Will Live Search Cashback take away market share from Google or Yahoo in the informational searches? No. Could it dominate the product search/price comparison category? Yes. Microsoft needs to learn how to market the search as a product and purchase search – and then we will see those charts change direction.
Update Wednesday 5:45pm – the deal is back – if you want 35% off on eBay, read below.
Back in May, Microsoft launched their "live search cashback" which basically helps you earn rewards (paid via PayPal) for items you buy when you enter the merchant’s site via Microsoft. While most believed that it would help Microsoft gain important search market share and also get people to convert from Google to Microsoft for general searching. I believed that while it might help with the market share, the bottom line is that deal hunters would be the only ones to really take advantage of the service and that it would generate more of a financial loss overall.

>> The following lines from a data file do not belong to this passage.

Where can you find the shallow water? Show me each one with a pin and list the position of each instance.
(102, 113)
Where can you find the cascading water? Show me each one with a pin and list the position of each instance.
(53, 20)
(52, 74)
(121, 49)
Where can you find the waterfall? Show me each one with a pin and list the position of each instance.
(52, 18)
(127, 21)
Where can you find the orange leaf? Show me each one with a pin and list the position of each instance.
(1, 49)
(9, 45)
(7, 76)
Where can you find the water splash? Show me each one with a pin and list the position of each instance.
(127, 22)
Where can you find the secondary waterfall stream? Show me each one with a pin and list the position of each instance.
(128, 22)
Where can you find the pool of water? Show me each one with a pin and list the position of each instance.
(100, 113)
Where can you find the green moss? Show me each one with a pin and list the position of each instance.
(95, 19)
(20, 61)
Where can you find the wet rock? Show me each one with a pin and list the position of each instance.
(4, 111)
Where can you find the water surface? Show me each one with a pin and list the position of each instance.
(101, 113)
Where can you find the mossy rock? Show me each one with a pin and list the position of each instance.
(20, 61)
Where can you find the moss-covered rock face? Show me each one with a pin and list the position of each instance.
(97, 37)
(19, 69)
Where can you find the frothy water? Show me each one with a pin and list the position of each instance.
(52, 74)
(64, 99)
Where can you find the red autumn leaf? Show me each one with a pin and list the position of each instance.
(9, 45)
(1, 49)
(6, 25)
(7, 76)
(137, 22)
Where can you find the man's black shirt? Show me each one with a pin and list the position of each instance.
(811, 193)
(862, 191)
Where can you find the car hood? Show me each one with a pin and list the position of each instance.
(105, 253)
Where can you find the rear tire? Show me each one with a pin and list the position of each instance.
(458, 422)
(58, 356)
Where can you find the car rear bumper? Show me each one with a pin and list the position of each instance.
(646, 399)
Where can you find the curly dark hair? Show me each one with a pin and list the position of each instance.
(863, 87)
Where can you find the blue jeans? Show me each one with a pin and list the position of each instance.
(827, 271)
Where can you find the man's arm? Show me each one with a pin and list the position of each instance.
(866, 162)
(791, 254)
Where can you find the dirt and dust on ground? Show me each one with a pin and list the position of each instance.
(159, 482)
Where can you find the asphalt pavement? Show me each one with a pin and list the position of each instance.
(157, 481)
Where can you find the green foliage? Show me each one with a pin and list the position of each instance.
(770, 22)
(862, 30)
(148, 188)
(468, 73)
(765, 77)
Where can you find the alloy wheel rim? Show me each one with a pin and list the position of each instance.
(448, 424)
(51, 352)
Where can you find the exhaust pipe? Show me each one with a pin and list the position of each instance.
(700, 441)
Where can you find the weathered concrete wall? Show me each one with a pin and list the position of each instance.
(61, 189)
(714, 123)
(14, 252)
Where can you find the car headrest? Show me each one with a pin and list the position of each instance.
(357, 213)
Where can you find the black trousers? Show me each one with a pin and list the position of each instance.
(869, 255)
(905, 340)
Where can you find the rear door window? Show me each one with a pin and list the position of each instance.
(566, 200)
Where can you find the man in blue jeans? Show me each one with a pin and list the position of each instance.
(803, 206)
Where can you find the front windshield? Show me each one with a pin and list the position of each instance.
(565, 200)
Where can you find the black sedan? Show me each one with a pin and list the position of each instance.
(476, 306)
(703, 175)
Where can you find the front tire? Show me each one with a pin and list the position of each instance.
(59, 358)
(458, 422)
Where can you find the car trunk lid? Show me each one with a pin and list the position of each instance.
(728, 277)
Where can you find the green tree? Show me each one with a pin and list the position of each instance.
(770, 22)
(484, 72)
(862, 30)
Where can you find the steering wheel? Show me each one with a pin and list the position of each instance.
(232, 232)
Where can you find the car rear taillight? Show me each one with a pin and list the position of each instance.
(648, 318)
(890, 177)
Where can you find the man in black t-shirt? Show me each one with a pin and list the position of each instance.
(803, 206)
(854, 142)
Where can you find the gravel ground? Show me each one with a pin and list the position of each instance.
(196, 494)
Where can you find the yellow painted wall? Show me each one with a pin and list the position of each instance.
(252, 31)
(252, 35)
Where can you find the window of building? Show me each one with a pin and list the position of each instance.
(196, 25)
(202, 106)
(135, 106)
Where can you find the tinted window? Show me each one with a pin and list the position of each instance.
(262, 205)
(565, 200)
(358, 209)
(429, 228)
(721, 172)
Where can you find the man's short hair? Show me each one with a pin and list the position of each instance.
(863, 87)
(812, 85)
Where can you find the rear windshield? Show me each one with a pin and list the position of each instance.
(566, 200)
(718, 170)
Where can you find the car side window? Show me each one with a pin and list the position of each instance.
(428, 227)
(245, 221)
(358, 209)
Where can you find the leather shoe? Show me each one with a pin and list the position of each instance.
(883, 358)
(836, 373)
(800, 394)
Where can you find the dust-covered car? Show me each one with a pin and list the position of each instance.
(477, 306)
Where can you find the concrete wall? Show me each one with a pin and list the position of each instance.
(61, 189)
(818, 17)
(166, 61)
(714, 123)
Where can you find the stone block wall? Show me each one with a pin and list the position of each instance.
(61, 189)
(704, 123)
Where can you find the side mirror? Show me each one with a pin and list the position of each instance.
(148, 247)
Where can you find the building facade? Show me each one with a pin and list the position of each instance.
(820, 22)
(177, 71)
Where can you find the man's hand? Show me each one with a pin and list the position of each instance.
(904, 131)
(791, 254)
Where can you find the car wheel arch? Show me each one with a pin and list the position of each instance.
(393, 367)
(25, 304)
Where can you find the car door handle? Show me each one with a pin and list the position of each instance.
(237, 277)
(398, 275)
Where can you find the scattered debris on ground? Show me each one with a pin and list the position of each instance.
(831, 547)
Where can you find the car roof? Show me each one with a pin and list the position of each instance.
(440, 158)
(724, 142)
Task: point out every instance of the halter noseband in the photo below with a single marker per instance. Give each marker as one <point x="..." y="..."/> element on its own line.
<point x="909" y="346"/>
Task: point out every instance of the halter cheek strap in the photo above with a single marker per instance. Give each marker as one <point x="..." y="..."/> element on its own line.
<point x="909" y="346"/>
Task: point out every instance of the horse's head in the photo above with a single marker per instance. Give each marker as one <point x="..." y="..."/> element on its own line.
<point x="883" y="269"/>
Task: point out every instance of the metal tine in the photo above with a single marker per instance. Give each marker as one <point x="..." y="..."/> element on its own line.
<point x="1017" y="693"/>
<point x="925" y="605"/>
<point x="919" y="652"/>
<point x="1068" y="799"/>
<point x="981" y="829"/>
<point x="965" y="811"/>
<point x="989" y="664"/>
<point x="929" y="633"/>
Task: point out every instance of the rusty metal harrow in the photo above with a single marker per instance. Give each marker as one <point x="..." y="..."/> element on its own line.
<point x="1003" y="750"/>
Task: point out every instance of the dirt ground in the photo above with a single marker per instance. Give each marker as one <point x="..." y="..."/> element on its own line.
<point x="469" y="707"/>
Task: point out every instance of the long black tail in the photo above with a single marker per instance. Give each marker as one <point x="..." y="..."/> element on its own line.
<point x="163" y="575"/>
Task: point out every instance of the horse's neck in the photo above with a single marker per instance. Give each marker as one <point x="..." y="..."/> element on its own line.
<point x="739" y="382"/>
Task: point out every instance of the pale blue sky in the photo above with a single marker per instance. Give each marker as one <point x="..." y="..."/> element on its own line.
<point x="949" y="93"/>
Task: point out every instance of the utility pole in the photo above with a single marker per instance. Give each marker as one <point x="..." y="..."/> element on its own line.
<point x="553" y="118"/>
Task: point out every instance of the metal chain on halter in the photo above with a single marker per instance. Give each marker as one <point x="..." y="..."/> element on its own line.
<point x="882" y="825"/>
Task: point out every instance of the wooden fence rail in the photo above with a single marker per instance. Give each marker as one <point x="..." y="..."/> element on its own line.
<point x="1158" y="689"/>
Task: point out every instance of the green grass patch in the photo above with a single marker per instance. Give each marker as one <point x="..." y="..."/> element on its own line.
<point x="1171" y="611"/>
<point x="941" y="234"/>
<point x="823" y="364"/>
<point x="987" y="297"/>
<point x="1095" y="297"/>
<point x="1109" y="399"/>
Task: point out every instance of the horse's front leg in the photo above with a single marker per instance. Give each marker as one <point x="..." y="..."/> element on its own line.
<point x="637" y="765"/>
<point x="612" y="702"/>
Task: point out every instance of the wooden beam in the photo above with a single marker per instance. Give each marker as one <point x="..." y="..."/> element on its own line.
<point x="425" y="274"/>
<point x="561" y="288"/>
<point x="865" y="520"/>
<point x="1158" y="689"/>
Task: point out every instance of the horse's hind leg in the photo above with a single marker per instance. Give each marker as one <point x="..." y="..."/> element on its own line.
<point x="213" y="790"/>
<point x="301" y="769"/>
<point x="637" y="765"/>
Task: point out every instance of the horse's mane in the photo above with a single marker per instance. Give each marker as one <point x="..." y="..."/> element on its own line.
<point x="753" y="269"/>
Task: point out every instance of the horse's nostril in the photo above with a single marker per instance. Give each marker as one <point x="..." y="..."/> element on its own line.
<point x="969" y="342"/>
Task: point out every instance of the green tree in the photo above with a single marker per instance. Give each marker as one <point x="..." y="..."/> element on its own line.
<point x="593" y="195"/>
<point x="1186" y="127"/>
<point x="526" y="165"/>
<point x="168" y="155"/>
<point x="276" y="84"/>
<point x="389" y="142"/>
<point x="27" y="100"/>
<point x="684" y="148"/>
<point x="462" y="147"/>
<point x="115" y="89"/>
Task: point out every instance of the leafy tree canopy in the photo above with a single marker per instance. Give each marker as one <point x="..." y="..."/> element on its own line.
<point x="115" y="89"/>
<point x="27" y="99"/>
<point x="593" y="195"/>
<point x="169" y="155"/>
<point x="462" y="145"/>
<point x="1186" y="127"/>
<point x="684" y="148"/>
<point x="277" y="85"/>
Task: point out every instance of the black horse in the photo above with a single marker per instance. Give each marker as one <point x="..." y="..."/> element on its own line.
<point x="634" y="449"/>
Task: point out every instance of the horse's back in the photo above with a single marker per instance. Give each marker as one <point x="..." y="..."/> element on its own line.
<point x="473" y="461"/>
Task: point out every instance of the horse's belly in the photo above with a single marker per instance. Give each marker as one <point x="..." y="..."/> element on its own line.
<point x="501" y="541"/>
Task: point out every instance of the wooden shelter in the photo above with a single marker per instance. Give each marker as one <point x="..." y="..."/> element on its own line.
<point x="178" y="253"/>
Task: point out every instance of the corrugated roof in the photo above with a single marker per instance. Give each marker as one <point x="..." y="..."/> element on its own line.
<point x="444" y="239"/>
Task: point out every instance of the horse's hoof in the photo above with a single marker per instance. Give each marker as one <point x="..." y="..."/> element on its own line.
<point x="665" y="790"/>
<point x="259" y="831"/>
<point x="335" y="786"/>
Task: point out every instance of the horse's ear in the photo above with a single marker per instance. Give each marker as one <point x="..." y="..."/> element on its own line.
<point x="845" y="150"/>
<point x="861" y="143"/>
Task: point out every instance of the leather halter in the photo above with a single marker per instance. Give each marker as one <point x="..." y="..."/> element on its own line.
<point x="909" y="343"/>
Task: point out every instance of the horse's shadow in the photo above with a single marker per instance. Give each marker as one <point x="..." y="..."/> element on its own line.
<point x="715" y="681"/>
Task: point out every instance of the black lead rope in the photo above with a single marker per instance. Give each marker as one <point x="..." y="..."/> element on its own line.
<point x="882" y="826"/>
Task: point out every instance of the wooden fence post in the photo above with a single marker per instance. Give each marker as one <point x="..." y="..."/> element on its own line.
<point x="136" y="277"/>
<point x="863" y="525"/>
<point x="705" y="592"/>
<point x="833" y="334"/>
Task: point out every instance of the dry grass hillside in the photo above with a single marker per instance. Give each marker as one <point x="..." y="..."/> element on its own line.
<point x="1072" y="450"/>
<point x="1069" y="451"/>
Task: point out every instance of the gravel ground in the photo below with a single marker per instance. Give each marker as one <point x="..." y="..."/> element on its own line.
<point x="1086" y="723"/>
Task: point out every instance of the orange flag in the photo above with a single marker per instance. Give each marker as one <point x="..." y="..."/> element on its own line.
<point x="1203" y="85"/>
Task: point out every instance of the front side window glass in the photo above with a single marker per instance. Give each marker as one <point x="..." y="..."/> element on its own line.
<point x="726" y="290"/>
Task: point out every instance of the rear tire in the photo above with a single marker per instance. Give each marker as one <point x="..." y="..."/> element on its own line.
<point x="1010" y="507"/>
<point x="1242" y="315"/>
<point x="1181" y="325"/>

You see, us deal hunters are a special bunch. We will pick at that chicken bone until there’s nothing left, then sell the bone using a discount code. Over the years I’ve joked with friends about my "deal hunter levels" and have promoted friends to different levels depending on the deals they find. Not all of us can afford to pay market prices.
So what’s happened with Live Search Cashback recently? Well, the deal hunters have found a way to get 35% rewards on purchases on eBay. By doing certain searches on the Live Cashback search engine, there are links in the sponsored area for 35% off purchases at eBay. There’s even a step-by-step walkthrough of how to get the 35%. It gets even more interesting because now people are setting up auctions for cash, selling for over the face value of the cash, just to get the maximum 35% cashback.
The thread on Fatwallet has nearly 2,000 replies in the last 24 hours and SlickDeals’ thread has almost 3,000 replies and 250,000 pageviews.
The net result is I can pretty much guarantee the search numbers for June for Microsoft will be massive. Alone, I’ve completed over 150 searches over the past 24 hours alone looking for the goodies. Let’s see how Microsoft spins this boost in searches when the industry reports surface.
Here’s where it gets tricky – many of the forum posts are related to the terms and conditions related to the cashback search. I sure hope that Microsoft makes good on all of these rebates through this eBay deal. Trust me, you don’t want to piss off the deal hunters.